Greg Murray has blogged about a new release candidate for Aptana Jaxer that contains a lot of new features.

Kevin Hakman told us about the release:

We’ve had server-side JS database APIs all along, but now handing result sets is even easier. There’s also now full fine grain control and access to the entire communication cycle with APIs for message headers, redirects, content and types. Speaking of types… for the first time with Jaxer, you can return content types other than HTML including JSON, XML, GIF, etc… Yes, even GIFs. Jaxer has a fresh new Image API that among other things can convert Canvas to static images and serve them up. Like, Greg, I too really like the idea of using Jaxer for easily creating JSON data services which is a rapidly growing trend as developers discover the powerful capabilities of JSON more and more. In Jaxer, it’s very cool since it’s all native JavaScript on the client, on the wire, and on the server. There’s even enhanced JSON serialization to make it even easier than before on both client and server. JSON services also open Jaxer to be useful in combination with rich internet clients other than Ajax UIs such as Flash, Flex or even Silverlight since all those support JavaScript on the client and can consume JSON data. For Ajax and RIA developers this is a boon since you can now write your client-side and server-side code in the same language. And if you prefer XML data services Jaxer’s native E4X (ECMAScript for XML) support means you can handle XML docs natively in JS on Jaxer as well.

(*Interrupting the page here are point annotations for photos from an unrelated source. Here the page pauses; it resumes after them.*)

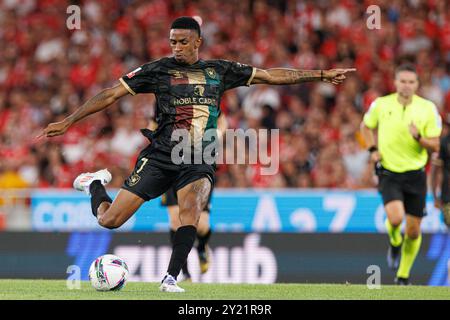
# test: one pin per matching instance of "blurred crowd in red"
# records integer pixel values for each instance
(47, 71)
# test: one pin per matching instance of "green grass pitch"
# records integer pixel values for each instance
(57, 290)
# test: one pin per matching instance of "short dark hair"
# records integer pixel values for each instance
(406, 67)
(186, 23)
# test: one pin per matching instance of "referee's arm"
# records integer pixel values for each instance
(431, 144)
(436, 178)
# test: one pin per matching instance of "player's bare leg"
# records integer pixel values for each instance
(203, 235)
(395, 212)
(191, 199)
(174, 220)
(410, 248)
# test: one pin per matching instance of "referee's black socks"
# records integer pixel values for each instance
(98, 195)
(183, 241)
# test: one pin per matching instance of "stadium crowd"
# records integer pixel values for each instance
(47, 71)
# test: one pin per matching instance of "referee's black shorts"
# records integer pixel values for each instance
(410, 187)
(169, 198)
(155, 173)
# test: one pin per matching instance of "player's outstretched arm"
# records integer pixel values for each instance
(100, 101)
(294, 76)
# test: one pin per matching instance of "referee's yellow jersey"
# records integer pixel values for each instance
(399, 151)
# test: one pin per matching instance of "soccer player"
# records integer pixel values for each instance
(188, 92)
(440, 175)
(408, 127)
(169, 200)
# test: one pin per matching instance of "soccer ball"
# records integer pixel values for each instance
(108, 273)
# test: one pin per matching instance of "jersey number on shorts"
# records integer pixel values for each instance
(144, 161)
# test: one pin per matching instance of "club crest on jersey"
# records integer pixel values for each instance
(199, 90)
(133, 180)
(211, 73)
(176, 74)
(133, 73)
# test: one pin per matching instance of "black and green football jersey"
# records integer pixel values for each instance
(187, 96)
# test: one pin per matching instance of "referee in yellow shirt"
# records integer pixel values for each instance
(408, 127)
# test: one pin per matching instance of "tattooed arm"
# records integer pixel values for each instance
(100, 101)
(293, 76)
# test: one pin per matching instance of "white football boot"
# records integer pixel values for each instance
(84, 180)
(169, 284)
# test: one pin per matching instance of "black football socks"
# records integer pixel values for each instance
(98, 195)
(203, 240)
(183, 240)
(184, 268)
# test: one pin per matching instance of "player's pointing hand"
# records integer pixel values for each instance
(336, 76)
(56, 129)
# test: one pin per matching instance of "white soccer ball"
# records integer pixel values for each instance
(108, 273)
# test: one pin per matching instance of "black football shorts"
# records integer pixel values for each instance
(409, 187)
(169, 198)
(155, 173)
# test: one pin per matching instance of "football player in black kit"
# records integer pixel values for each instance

This release also includes a totally new concept: a secure sandbox which as Greg explains, “lets you load, on the server, pages from other domains and allow their JavaScript to execute without giving them access to the Jaxer API or your own server-side code, but still gives your code access to their window objects and anything inside them”. For anyone who has ever done screenscaping for mashups or other applications, this really helps a lot since Ajax pages have historically thwarted scraping operations. With this feature in Jaxer you can securely get a remote page, execute its functions, and scrape the resulting DOM nodes (yes, you need not do tedious manipulations with strings) and voila!

Here are the features:

  • Application context settings that allowing for easier app configuration, app properties, database settings, etc…
  • Database API enhancements with richer APIs for working with result sets.
  • Server-side image manipulation including server-side canvas support and ability to convert to other image types.
  • Native command execution API so that you can run system commands and handle the output from those.
  • Asynchronous server-side JavaScript processing lets you implement callbacks in your server-side code too.
  • Ability to return custom content types (e.g. json, xml, gif, html, etc…)
  • Full control of the request/response lifecycle including setting redirects, headers, content, etc…
  • Secure sandbox supporting cross domain calls, sandboxed JavaScript execution, META refreshes, …
  • Serialization support for JavaScript objects to and from XML, E4X and JSON.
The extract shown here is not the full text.